New Scientist’s Feedback section has a running series of items on “nominative determinism”, that strange phenomenon where a person’s bears eerie witness to their occupation, such as a neurologist called Lord Brain, or an article on urology authored by Splatt and Weedon. Well here’s another example for them – a new paper about a singing fish from a scientist called Bass.
Beyond the wall-mounted horrors of Big Mouth Billy, fish are not exactly known for their vocal stylings, but one group – the toadfishes and midshipmans – are very noisy indeed. They make a range of dull grunts and hums by vibrating their swim bladder, the same organ that keeps them afloat.
In the Trials of Life, David Attenborough tells the story of an entire bay in America whose residents were infuriated by a bizarre throbbing noise that permeated their homes and drove them up the wall. The source was eventually discovered by a marine biologist, who played recordings through an underwater microphone and attracted female toadfishes in droves. It was the amorous males that were responsible, and their sexy songs were the cause of all the ruckus.
Now, Andrew Bass at Cornell University has shown that the tunes of these aquatic loudmouths are driven by a set of neurons that are shared by all vertebrates. This ‘vocal motor nucleus’ was most likely present in the last common ancestor of the entire group and evolved more than 400 million years ago. Since then, it has driven all manner of social communication, from the beautiful songs of birds, to the duller hums of toadfishes to the even more distressing warbling of the Spice Girls.

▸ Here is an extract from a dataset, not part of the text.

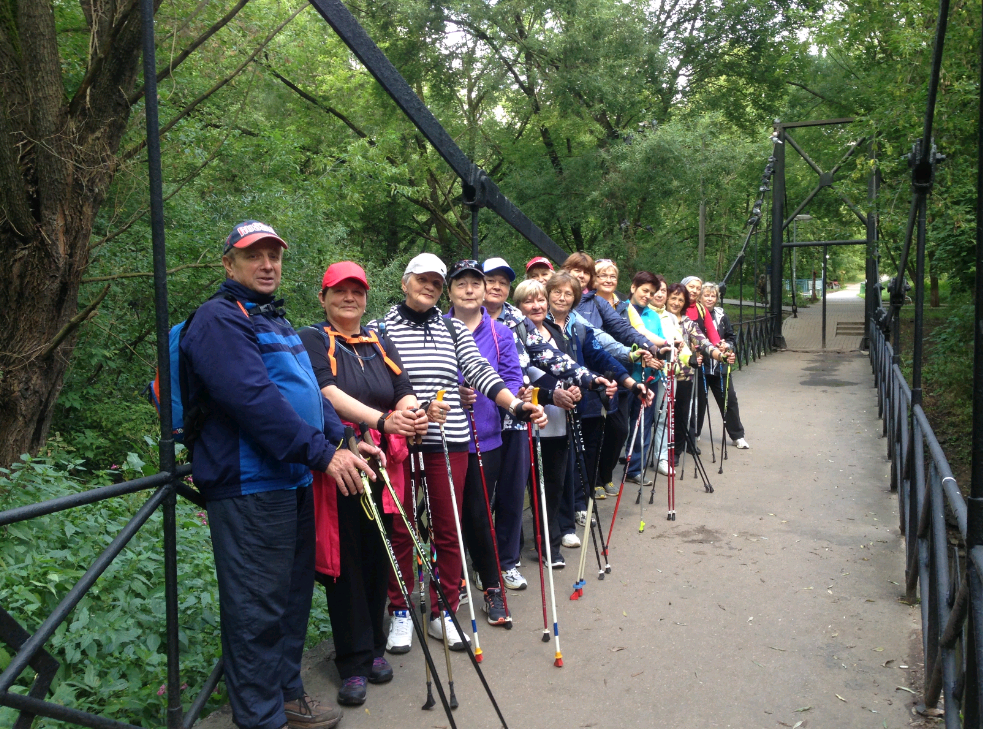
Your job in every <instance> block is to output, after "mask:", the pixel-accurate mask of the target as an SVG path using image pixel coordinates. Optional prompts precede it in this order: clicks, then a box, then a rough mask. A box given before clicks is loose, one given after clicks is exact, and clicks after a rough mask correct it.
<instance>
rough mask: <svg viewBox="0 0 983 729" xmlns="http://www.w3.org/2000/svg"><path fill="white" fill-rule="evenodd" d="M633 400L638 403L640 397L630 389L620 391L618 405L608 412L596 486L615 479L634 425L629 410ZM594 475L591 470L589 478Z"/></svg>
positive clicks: (618, 394)
mask: <svg viewBox="0 0 983 729" xmlns="http://www.w3.org/2000/svg"><path fill="white" fill-rule="evenodd" d="M633 402H634V403H636V404H637V403H638V398H637V397H635V396H634V395H632V394H631V393H630V392H629V391H627V390H619V391H618V407H617V408H616V409H615V410H614V411H612V412H610V413H608V417H607V424H606V425H605V427H604V446H603V447H602V449H601V464H600V471H599V472H598V476H597V483H596V484H594V485H595V486H603V485H604V484H606V483H611V482H613V481H614V469H615V468H616V467H617V466H618V457H619V456H620V455H621V454H622V453H624V450H625V441H626V440H628V433H629V429H630V428H631V427H632V426H633V425H634V423H629V420H630V417H629V411H630V410H631V407H632V403H633ZM635 412H636V413H637V412H638V411H637V410H636V411H635ZM593 477H594V472H593V471H591V473H590V476H589V478H593Z"/></svg>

The toadfish’s brain contains a circuit of rhythmically firing neurons that contract the muscles attached to its swim bladder. These muscles are some of the fastest of any vertebrate and the rate at which they contract determines the pitch and length of the fish’s tunes. Together with Edwin Gilland and Robert Baker, Bass mapped this vocal circuit as it developed in toadfish larvae.
A shared circuit
The trio used fluorescent dyes to label the neurons in question as they developed and connected to one another. The dyes illuminated a specific region where the back of the fish’s brain meets the top of its spinal column. In all vertebrates, this hindbrain is divided into eight sections called rhombomeres. The last of these – rhombomere 8 – is thought to be the source of the neurons that power the calls of all vocal vertebrates. Bass’s dyes revealed that the same is true of toadfish.
In fact, the blueprint of the vocal circuit in the larval toadfish closely matched the pattern of equivalent neurons in the brains of birds, frogs, amphibians and mammals, including humans. He concluded that this circuit is an shared evolutionary hand-me-down from our last common ancestor. Among different modern groups, there are certainly differences in the network’s complexity, but its basic structure has been remarkably preserved across evolutionary time.
Bass notes that the vocal systems of vertebrates are a mish-mash of shared components and innovative ones. The vocal circuit was certainly present in our last common ancestor, an animal that existed several million years ago before the transition to land. But the organs that generate the noise, the muscles that power them and the nerves that contract the muscles have all evolved independently on at least three separate occasions. These bursts of innovation have co-opted the same vocal circuits to drive the swim bladder of toadfish, the syrinx of birds and the voice box of mammals and amphibians.
Darwin himself, prescient as always, had this to say about singing male fish:
“When the primeval members of this class [the vertebrates] were strongly excited and their muscles violently contracted, purposeless sounds would almost certainly have been produced; and these, if they proved in any way serviceable, might readily have been modified or intensified by the preservation of properly adapted variations.”